Starting Monday, Jan. 17, employees across the county who work indoors alongside others will be required to wear medical-grade masks, according to a new county health order. Employers will be required to provide the masks and employees will be required to wear them.
The UCLA Labor Center interviewed more than 400 fast food workers in LA County between June and October 2021. It found that nearly one in four workers in LA County had contracted the virus and that employers rarely or sometimes informed workers of COVID-19 exposures in the workplace.
“This can no longer be normalized,” said Manuel Villanueva, regional manager for the West of Restaurant Opportunity Center (ROC) United, a national non-profit organization that works to improve wages and working conditions. restaurant workers and a community partner who contributed to the study. “People’s lives are in danger, and right now we are facing a lot more problems than ever before. “
Most fast food workers in Los Angeles are women and people of color – mostly Latinos – and sick leave is not a reality for many of these workers.

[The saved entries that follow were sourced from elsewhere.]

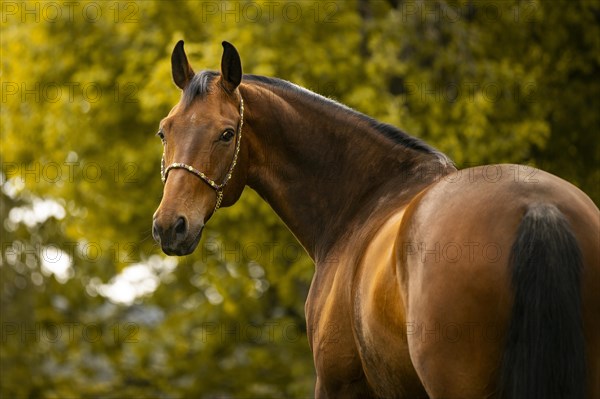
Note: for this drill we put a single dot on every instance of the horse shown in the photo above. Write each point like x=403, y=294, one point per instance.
x=430, y=281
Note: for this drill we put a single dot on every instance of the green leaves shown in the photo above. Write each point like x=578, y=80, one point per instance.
x=82, y=95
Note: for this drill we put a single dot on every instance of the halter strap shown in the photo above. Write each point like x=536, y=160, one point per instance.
x=164, y=171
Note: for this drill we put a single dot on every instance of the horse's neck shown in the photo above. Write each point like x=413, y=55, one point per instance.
x=325, y=171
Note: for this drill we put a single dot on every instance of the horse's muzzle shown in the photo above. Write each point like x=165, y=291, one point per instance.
x=176, y=237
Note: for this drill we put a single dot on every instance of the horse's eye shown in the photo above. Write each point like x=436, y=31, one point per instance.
x=227, y=135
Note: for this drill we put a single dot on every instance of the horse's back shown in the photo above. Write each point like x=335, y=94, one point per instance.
x=454, y=253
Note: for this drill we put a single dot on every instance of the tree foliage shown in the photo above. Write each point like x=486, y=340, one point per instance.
x=84, y=85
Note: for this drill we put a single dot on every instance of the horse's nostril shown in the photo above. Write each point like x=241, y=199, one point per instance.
x=155, y=232
x=180, y=227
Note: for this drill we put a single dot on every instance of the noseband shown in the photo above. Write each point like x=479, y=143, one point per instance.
x=164, y=172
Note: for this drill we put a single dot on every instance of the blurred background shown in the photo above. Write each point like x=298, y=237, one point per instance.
x=90, y=307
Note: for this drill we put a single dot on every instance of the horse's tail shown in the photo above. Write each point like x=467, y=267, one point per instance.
x=544, y=356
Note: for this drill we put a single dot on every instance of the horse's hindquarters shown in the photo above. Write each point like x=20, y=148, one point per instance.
x=454, y=253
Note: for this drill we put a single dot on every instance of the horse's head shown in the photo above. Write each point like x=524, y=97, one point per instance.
x=203, y=162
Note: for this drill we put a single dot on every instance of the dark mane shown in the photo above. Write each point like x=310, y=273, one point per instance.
x=199, y=86
x=201, y=82
x=393, y=133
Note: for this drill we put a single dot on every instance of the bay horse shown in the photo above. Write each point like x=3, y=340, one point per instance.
x=429, y=281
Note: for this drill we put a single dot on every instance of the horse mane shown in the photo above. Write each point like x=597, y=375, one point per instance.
x=201, y=83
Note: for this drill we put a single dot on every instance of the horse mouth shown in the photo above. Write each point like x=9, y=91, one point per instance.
x=184, y=248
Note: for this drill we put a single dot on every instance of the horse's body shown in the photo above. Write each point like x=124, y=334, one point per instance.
x=429, y=282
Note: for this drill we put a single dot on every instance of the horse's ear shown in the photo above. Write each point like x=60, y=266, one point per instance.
x=231, y=68
x=180, y=67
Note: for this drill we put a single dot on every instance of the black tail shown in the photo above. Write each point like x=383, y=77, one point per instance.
x=544, y=356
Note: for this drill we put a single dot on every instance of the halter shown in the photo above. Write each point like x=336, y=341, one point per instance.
x=164, y=172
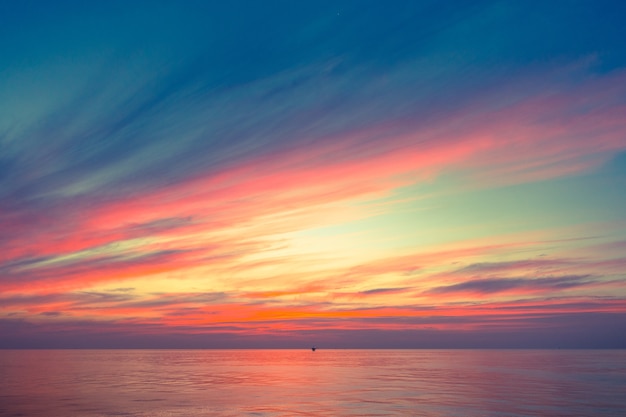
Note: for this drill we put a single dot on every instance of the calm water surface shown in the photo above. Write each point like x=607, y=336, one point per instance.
x=90, y=383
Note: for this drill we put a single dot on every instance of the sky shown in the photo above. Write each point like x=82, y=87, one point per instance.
x=280, y=174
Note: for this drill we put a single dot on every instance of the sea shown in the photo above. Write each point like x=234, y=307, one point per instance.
x=433, y=383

According to the study, most employers provided masks and gloves to their workers, but about half of workers said it was not enough or that the equipment was “provided infrequently”.
“We’ve heard a lot of stories of blatant workplace exposure violations and then, you know, managers categorically denying it,” said Saba Waheed, research director for the UCLA Labor Center. “Less than half got the sick leave that was actually needed and that there was actually an increase in sick leave benefits during that time. “
Villanueva said ROC United conducts outreach missions to help workers and businesses better understand safety guidelines.

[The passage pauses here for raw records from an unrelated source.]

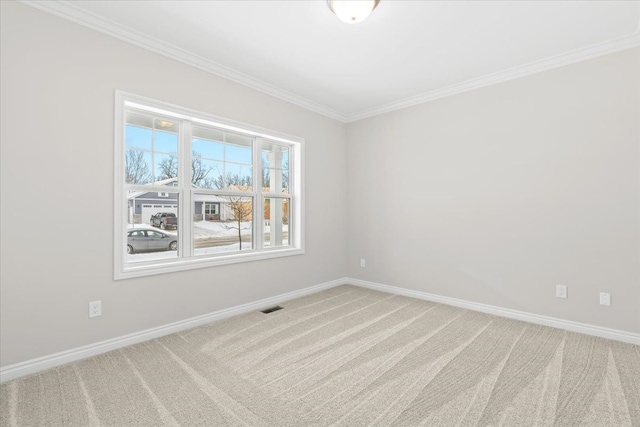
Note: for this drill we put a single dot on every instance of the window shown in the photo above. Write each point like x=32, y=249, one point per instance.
x=211, y=209
x=234, y=190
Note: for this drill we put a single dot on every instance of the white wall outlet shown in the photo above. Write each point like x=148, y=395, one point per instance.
x=561, y=291
x=95, y=308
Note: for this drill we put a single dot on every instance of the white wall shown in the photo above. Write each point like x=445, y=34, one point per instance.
x=57, y=83
x=497, y=195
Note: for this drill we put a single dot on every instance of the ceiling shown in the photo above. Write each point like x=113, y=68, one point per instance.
x=405, y=53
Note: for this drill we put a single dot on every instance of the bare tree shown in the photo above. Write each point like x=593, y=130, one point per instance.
x=231, y=179
x=199, y=171
x=136, y=168
x=242, y=210
x=168, y=168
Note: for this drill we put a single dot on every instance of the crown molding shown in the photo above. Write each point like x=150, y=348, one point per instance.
x=73, y=13
x=571, y=57
x=67, y=10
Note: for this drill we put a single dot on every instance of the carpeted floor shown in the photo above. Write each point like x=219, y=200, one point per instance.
x=346, y=356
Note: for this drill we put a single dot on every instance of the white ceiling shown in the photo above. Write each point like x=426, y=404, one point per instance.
x=406, y=52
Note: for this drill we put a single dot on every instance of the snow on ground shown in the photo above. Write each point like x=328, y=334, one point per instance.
x=205, y=230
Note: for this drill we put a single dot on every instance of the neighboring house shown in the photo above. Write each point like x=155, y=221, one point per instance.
x=143, y=204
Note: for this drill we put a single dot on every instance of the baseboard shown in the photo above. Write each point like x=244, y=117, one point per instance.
x=583, y=328
x=39, y=364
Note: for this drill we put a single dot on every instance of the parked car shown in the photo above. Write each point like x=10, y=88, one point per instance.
x=164, y=220
x=147, y=240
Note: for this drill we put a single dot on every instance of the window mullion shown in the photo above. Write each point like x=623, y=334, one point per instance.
x=186, y=198
x=257, y=191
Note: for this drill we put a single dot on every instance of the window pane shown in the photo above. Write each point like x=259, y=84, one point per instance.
x=238, y=154
x=275, y=180
x=166, y=167
x=222, y=224
x=276, y=218
x=166, y=142
x=137, y=167
x=238, y=177
x=275, y=156
x=207, y=134
x=207, y=173
x=152, y=226
x=208, y=149
x=138, y=137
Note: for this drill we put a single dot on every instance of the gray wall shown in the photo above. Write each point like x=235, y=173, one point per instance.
x=492, y=196
x=57, y=83
x=497, y=195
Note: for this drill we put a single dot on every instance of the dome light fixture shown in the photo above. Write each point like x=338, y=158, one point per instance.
x=352, y=11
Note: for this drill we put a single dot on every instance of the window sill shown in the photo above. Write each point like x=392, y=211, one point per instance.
x=132, y=271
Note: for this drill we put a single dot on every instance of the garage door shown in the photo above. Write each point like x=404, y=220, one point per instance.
x=148, y=210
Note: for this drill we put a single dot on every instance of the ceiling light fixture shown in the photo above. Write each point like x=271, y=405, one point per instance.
x=352, y=11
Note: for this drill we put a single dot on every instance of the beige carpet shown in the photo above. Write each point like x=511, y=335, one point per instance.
x=346, y=356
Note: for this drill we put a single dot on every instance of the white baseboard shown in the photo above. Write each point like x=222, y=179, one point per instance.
x=583, y=328
x=39, y=364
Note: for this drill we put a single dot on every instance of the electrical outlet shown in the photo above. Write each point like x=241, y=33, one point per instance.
x=561, y=291
x=95, y=308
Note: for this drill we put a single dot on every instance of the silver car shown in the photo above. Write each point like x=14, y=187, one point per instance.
x=147, y=240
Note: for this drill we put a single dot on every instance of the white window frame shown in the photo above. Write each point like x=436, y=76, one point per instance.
x=186, y=260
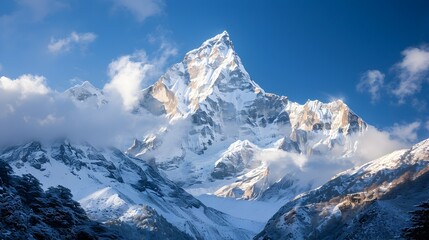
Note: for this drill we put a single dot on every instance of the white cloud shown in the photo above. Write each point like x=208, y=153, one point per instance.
x=413, y=71
x=131, y=73
x=372, y=82
x=141, y=9
x=29, y=110
x=74, y=39
x=376, y=143
x=127, y=76
x=24, y=86
x=406, y=132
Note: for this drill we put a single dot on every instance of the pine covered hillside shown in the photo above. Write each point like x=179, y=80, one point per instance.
x=28, y=212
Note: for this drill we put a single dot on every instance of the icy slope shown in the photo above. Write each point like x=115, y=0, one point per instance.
x=368, y=202
x=118, y=189
x=213, y=105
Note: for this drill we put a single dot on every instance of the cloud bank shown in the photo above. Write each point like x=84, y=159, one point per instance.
x=30, y=110
x=73, y=40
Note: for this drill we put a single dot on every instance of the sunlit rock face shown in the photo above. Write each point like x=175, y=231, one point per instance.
x=365, y=202
x=211, y=103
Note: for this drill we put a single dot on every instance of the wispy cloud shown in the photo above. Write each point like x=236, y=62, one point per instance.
x=413, y=72
x=32, y=11
x=131, y=73
x=372, y=82
x=141, y=9
x=73, y=40
x=24, y=86
x=39, y=9
x=30, y=110
x=127, y=75
x=407, y=133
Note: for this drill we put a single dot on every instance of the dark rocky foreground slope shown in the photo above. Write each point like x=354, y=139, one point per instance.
x=28, y=212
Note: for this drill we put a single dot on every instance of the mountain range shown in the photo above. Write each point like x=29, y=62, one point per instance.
x=225, y=138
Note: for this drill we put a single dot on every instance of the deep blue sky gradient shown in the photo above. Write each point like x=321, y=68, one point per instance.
x=301, y=49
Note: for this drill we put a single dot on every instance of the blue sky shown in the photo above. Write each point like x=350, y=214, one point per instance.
x=372, y=54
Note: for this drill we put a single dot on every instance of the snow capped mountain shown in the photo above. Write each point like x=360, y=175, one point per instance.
x=124, y=192
x=214, y=106
x=356, y=203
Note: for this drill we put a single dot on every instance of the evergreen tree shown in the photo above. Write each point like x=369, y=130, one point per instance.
x=420, y=228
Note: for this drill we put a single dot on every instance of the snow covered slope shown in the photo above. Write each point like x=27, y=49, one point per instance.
x=118, y=189
x=368, y=202
x=218, y=114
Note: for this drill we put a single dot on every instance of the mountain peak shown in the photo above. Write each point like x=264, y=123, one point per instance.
x=218, y=39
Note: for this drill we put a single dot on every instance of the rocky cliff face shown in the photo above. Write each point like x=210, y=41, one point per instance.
x=28, y=212
x=212, y=102
x=362, y=203
x=123, y=191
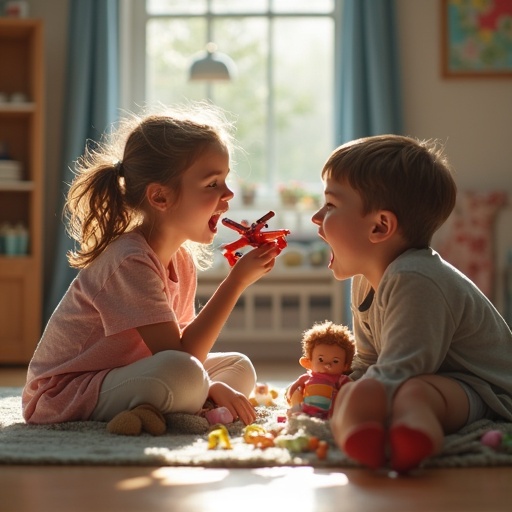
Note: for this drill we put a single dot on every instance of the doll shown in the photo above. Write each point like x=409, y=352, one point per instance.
x=327, y=353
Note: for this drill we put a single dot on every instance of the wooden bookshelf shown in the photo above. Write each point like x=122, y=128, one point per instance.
x=21, y=200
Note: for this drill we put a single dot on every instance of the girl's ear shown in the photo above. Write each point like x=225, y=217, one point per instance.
x=385, y=226
x=305, y=362
x=157, y=196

“Other people have told us that they will give two masks a week and then the rest they will have to buy for around $ 1,” Villanueva said. “We give them sort of like the guide to what they should have and what to look for, specific websites that are easy and multilingual.”
Among other recommendations, the report urges that protocols be enforced and that employees be protected from retaliation.
“There is a big wave of violence among customers and restaurant workers, and I cannot stress it enough, we have to be kind to each other,” Villanueva said. “Restaurant workers, they just want to feed you, and they want to support and keep their families safe. So let’s be nice to each other.